レイラがお茶を運んできて全員が席に着くと、レオンのほうから挨拶した。
「先刻は失礼しました。私はレオン。こちらはシャドウ。ふとした縁で、エレナと旅を共にしています」
「そうでしたか。私はレイラ。エレナの姉で、この店の主です」
「姉様、魔法で氷を大量に生成して、商売にしてるんですね? こんなお店を構える元手があったんですか」
「それは博打で巻き上げ……ゴホンッゴホッ、い、1年ほど冒険者ギルドで稼いだのよ」
「そうなんですか。…………それにしても、なぜ私を置いて家を出ていったんですか? 今まで便りの1つもくれないし」
スッとレイラは真顔になったが、急に砕けた感じでレオンに愛想を振りまいた。
「レオンさんは冒険者? 旅はいいですよねぇ。私もついていきたいけど、店とお客さんを放り出すわけにはいかないな~」
「ははっ、残念ですね」
「姉様?」
「私も色々あったのよ。あんたこそ、魔法はちゃんと使えるようになったの?」
「ま、まだ上手く発動しません……」
やれやれといった感じでレイラが頬杖をつくと、エレナも真似をしてテーブルに肘をつき、横目で姉に反撃した。
「姉様こそ、料理は未だにダメダメみたいですね」
エレナはチラッと台所に視線を移し、整然としてあまり使われた形跡が無いのを見て、勝ち誇った顔をした。
「う、うるさいわね! 安くて美味しい店が近くにいくつもあるんだから、いいのよ! そういうあんたは、ちっとも背が伸びてないじゃない。胸も洗濯板のままかしら?」
カッとなったエレナは、テーブルを両手でバンッと叩いた。
「そ、それは3年前の話でしょう? ちゃんと成長してます!」
ローブをはだけて胸を張るエレナと、普通に座るレイラ……。レオンは無意識に、姉妹の胸を交互に見比べてしまった。レオンは目頭を押さえて、軽く頭を振った。
「2人とも落ち着いて。せっかく再会したのにケンカしてどうするんです? ……レイラさん、この町で珍しい品を扱う店とか、何か変わった話や人物……噂話でもいいです。教えてくれませんか?」
「ん~っ、そうですねぇ……」
紙とインク、羽根ペンを持ってきたレイラが、町の簡単な地図を描き、何ヵ所かに印とメモを書き添えた。
「この路地裏の奥……。突き当たりに、風変わりな品ばかりを扱う店があります。看板はありませんが、黒い扉が目印です」
「それは是非とも行かなければ」
「財宝伝説とか興味あります? 船で半日ほどの場所に、クラプラ群島っていうのがあって、いくつかの島に海賊の財宝が眠ってる、って話。暗礁地帯が多くて危険なうえ、モンスターが巣食い、おまけに呪われるって噂です。それでも何人かは宝を持ち帰ったらしいですが、まだまだ残っているのは間違いありません」
「呪いなんて僕は恐れませんよ」
「興味深いですね。レオン、行ってみましょう」
シャドウが腕組みをしながら、目を閉じてつぶやいた。
「無事に島に渡れるでしょうか?」
不安そうに顔を曇らせるエレナ。
「この辺にデールっていう、私が知る限りでは最も腕の良い漁師がいます。彼なら島まで案内出来ますよ。

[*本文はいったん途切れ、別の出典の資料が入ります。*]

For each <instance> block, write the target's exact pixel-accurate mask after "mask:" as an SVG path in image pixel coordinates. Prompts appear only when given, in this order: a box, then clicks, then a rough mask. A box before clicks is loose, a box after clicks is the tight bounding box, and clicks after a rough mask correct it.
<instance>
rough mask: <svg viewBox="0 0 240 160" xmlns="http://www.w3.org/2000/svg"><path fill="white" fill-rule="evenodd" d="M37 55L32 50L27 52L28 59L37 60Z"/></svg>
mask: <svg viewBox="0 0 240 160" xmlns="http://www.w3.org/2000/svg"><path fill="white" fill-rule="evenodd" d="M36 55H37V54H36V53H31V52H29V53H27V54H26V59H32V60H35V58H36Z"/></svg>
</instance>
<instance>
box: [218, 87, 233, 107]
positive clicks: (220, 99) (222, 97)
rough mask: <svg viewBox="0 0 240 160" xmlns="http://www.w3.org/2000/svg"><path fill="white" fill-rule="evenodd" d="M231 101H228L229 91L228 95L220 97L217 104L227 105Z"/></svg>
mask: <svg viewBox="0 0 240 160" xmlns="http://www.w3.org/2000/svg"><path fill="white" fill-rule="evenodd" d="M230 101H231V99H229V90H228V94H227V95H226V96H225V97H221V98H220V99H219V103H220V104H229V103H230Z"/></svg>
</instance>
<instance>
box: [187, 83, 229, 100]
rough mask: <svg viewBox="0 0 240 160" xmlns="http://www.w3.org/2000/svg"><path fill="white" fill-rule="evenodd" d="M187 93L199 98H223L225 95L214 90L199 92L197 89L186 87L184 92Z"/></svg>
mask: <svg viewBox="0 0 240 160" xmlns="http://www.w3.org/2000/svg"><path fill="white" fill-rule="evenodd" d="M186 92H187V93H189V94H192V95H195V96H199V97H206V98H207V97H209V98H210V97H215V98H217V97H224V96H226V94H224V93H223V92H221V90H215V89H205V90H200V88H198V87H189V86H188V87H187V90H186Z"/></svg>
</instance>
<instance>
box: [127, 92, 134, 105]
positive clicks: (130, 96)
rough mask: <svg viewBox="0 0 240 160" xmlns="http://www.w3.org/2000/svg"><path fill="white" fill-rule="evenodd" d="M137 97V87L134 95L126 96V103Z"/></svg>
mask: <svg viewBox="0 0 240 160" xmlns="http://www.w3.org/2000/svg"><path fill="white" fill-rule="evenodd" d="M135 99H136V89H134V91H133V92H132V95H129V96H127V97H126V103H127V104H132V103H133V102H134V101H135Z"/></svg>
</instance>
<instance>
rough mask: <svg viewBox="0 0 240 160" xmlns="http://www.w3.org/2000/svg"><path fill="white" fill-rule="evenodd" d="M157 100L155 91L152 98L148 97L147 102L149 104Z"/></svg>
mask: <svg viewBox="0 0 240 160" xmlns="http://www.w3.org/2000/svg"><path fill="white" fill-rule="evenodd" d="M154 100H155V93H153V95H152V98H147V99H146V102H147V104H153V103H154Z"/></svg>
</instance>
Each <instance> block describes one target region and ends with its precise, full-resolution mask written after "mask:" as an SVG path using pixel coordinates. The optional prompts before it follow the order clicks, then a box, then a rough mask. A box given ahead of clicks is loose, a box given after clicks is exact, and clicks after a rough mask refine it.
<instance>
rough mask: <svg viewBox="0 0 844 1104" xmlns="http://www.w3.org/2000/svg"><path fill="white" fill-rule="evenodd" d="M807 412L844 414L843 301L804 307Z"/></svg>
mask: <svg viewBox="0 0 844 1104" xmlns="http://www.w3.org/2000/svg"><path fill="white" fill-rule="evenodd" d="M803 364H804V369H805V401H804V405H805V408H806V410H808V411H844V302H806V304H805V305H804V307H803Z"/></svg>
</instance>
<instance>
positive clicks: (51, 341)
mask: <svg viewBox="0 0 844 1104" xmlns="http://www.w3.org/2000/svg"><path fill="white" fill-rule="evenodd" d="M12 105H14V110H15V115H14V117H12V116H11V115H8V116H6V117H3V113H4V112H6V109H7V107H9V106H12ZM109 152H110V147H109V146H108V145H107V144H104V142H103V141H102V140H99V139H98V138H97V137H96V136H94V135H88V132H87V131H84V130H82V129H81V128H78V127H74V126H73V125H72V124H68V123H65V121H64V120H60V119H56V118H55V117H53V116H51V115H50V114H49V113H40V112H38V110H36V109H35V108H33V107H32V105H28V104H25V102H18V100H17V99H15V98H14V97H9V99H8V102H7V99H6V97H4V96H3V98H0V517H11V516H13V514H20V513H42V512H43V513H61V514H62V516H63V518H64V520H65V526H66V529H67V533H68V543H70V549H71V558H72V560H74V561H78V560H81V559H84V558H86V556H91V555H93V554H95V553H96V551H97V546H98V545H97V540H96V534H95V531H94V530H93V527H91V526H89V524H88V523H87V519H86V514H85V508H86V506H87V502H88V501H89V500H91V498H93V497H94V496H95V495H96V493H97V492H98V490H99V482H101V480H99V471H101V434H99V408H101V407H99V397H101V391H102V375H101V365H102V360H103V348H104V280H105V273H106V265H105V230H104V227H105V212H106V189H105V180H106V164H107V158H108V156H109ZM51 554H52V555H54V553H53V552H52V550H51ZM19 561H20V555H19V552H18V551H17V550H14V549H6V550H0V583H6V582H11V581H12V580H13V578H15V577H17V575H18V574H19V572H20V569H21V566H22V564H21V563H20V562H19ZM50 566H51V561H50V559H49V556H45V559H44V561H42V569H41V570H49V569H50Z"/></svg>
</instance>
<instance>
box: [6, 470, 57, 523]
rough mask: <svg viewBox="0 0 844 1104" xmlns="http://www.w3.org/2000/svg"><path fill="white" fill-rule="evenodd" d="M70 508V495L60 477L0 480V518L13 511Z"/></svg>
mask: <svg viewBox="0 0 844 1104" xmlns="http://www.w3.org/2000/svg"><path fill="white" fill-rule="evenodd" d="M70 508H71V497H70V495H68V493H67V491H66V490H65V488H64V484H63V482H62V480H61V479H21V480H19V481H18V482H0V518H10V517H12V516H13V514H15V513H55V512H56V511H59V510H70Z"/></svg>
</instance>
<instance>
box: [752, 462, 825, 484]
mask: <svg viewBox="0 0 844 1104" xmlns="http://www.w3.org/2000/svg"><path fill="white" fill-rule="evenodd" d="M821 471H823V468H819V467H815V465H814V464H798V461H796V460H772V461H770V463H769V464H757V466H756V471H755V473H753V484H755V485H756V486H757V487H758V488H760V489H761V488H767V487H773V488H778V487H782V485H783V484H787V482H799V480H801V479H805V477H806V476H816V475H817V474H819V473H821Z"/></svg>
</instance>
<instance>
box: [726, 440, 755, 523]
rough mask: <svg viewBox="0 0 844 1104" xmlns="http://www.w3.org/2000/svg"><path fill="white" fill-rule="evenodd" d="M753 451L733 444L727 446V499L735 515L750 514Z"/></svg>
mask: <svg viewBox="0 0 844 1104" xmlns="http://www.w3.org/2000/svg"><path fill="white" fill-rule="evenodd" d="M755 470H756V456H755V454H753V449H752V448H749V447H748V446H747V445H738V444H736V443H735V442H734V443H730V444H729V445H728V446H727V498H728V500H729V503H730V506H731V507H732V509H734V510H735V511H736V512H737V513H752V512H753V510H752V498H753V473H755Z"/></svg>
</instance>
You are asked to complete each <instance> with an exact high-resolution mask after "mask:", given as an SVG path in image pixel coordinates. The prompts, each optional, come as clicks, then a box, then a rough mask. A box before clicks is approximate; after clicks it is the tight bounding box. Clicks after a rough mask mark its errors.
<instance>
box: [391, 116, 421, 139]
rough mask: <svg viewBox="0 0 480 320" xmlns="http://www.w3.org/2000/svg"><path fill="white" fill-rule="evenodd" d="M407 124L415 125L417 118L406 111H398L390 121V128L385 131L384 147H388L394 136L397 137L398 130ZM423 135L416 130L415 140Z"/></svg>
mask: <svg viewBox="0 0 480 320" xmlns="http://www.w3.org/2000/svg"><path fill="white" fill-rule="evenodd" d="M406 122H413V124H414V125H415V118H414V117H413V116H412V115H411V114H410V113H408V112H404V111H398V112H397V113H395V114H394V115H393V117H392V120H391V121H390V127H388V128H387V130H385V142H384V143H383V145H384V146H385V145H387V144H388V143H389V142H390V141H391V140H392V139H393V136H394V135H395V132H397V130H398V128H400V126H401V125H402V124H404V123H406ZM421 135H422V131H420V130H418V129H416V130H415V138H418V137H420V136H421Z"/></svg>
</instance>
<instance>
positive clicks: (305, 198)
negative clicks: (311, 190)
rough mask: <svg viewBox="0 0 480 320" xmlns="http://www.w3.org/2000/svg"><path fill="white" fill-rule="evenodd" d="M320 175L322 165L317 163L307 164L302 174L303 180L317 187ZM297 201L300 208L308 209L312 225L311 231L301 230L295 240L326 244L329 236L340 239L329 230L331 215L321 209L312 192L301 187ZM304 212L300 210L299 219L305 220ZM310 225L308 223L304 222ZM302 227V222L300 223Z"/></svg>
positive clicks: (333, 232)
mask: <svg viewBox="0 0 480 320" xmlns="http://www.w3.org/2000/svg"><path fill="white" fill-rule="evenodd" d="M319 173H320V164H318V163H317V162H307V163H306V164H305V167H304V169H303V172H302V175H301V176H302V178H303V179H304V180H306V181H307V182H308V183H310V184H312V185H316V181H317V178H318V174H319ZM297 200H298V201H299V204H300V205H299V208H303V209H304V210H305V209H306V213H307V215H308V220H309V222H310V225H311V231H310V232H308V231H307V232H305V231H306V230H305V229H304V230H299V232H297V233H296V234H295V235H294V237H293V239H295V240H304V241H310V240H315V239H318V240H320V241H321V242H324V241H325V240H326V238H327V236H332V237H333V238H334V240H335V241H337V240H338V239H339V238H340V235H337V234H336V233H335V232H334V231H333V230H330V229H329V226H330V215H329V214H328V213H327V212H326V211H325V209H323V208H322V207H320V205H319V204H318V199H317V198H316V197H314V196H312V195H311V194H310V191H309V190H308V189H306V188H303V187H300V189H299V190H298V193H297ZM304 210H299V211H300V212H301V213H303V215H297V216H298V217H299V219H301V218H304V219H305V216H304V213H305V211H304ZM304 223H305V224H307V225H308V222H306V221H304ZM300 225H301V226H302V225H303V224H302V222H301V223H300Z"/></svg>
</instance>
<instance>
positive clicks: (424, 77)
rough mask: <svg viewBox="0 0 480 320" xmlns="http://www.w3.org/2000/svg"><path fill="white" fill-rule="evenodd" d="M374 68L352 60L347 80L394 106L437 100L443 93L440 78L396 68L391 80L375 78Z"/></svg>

お金は弾まないと引き受けないでしょうけど……」
「それなら問題ありません。さっそく頼みに行きます」
慌ただしく席を立つレオンに、レイラは地図の補足説明をした。
「あと、ここの酒場は各地の船乗りとかが集まるから、色んな話が聞けると思います」
「どうもありがとうございました。また来ますので。エレナはここで待っていて」
レオンとシャドウは店を出ていった。エレナは迷っていたが、後を追う事にした。
「姉様、戻ったらまた顔を出しますから」
「………………」
だんだん小さくなるエレナの後ろ姿を、レイラは冷たい眼差しで見送った。すると間もなく、細い路地から1人の男が現れた。レイラが目配せをすると、ニヤッと笑い、足早に去っていった。